# Baby Cherries!!!



## holly12 (Apr 21, 2011)

I saw my first 2 baby Cherry Shrimp today! (My beautiful little babies, lol!) *banana dance

I couldn't get my first batch of cherries to breed, (high nitrates, which I'm working to bring down with a corner mini filter and Nitra-zorb). I went to the LFS and got a second batch (with 2 berried females). My husband saw 1 berried female yesterday, but I haven't seen either of them today. 

I was doing my gravel vacuuming and water change, when I saw 2 teeny tiny little cherry shrimp sitting on the gravel! (Wow are they ever small!! But PERFECT copies of their parents! Crazy!) I left that corner alone in case there were more. (I have a pre-sponge over the filter inlet to keep them from getting sucked into the filter, but I didn't see any on it when I went to rinse it off). They are the only 2 I've seen so far. (I hope I didn't vacuum any up - I moved the vacuum very carefully, giving any babies plenty of time to move). I hope there are more, and can't wait for them to get bigger!! There isn't a cover (pre-sponge) for the corner mini filter inlet (it doesn't have a high air flow anyway), so next week when I do my water change I will dump the little 'thingies' in the bottom into the tank in case they happen to be babies. (I'm sure if they are they will survive as little bits of food are sure to be in there with them).

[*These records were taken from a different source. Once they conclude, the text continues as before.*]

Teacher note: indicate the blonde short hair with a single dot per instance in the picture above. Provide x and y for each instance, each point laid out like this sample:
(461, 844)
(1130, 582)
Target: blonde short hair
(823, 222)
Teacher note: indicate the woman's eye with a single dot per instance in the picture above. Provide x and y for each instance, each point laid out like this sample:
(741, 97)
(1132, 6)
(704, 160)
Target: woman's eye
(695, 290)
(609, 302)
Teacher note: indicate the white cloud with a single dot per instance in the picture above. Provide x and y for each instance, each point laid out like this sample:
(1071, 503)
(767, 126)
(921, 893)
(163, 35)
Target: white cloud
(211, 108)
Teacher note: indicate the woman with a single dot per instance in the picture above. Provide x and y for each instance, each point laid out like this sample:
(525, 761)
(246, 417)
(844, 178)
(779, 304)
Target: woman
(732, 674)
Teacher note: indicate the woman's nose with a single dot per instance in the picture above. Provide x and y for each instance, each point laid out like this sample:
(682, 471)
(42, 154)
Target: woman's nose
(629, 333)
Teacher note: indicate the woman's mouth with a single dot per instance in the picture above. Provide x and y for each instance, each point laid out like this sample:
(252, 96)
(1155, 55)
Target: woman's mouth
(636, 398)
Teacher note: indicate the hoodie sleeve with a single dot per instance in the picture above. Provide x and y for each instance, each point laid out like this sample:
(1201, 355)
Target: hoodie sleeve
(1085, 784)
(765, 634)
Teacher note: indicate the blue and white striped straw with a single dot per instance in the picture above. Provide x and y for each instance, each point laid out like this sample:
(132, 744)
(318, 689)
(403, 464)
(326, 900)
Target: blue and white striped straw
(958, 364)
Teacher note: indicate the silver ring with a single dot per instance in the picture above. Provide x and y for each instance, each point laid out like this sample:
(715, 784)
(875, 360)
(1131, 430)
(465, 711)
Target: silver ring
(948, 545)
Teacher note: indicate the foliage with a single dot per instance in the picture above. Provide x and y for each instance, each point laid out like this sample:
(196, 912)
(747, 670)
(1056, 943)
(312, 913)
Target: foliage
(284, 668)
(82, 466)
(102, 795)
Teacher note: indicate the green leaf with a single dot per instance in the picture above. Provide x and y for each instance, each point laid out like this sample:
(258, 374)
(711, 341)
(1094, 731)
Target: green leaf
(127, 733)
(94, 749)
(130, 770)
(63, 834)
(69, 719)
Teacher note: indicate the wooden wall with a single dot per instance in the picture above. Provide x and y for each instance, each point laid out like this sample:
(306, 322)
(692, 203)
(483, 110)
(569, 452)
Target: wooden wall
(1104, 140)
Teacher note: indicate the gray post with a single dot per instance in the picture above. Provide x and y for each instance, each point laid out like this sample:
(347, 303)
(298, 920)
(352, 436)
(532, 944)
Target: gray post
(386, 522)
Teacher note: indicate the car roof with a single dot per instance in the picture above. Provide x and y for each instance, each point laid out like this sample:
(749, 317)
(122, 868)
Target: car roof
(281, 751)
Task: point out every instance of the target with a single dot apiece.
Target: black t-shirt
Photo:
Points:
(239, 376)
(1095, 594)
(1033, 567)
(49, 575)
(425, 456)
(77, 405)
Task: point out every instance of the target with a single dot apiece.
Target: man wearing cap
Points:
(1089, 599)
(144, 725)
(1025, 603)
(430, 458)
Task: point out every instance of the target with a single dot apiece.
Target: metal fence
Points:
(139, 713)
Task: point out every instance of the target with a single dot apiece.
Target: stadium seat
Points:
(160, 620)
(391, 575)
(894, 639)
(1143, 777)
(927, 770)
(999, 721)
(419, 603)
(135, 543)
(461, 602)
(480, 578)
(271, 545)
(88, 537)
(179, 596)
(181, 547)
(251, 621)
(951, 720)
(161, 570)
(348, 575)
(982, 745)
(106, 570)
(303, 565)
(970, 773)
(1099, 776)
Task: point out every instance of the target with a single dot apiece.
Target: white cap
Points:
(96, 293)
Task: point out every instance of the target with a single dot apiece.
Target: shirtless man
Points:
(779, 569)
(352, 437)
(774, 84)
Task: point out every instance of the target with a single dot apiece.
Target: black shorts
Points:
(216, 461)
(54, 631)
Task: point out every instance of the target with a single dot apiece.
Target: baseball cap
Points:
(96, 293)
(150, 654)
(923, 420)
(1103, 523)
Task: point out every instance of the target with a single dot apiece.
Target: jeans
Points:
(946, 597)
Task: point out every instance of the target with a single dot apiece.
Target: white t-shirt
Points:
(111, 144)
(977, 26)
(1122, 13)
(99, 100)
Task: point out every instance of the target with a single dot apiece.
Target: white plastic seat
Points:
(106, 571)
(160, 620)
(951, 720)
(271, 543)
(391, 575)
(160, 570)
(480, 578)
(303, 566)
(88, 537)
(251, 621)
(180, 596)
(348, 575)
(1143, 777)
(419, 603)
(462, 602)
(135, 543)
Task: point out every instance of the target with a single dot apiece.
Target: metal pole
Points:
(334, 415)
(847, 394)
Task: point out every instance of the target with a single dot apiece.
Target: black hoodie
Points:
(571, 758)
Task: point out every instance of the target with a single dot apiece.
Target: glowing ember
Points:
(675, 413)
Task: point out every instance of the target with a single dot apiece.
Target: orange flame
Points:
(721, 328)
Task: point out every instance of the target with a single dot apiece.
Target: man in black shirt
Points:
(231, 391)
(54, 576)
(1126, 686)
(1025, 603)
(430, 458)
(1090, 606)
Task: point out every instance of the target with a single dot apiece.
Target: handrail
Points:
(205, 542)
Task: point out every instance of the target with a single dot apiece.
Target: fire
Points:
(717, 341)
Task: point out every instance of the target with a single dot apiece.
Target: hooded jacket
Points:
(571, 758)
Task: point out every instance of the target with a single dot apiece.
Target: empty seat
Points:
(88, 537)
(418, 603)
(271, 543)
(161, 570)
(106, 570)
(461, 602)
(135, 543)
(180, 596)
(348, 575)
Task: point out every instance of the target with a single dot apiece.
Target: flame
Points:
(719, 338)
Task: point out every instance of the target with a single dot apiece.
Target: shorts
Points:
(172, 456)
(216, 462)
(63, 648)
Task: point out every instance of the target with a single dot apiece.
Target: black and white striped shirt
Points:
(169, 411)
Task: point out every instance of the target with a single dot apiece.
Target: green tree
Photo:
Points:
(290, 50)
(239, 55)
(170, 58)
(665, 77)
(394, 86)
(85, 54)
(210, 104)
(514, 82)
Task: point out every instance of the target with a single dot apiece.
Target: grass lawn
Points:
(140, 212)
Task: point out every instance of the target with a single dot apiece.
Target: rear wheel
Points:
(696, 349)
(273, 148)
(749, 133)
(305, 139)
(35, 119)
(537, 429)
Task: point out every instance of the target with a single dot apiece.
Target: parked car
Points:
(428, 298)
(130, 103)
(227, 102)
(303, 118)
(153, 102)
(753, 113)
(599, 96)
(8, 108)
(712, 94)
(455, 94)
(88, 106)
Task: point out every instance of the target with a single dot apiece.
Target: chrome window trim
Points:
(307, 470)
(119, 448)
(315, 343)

A week or so ago, all my females lost their yellow saddles, but they didn't have any eggs on their bellies. Today, I spotted a couple cherries with yellow saddles and I'm hoping they will breed and carry some eggs! *w3

Does anyone know how long it takes for the smaller than pin head sized babies to get to a decent size? (ex: you don't have to squint to see them, lol).


----------



## Gizmo (Dec 6, 2010)

I just spotted about 20 little babies in my 3G breeder tank (surprised and very glad the male feeder guppy did what I wanted him to, which was to NOT eat the babies). They take a few months to reach breeding size, from my experiences in the past with breeding them. They breed like rabbits, so within a year you'll have hundreds.

A word of advice - DO NOT VACUUM GRAVEL! Any water you take out will likely have babies in it, even when you don't vacuum the gravel. I'm glad to hear you're putting a prefilter on your filter - I run a low-tech bubble convection filter on my breeder.

Also, overfeed your tank, if marginally so. That way, your fish won't get hungry and go after the babies. Also, it'll give the babies something to eat aside from algae.

Do you have live plants? How big is the tank?


----------



## holly12 (Apr 21, 2011)

It's a 10g with a giant hygro and a dwarf hygro. There is also a silk plant and lots of decorations in it.

I usually have to vacuum the gravel b/c I have African Dwarf frogs and I have to clean up the frog bites they miss and the blood worms they miss. If I didn't vacuum the gravel each week, the tank would be disgusting. I am doing my best to reduce the amount of food I put in the tank, but the water is still disgusting in the bucket after I've vacuumed the gravel.

Won't they move if they feel/sense the vac? The larger ones do.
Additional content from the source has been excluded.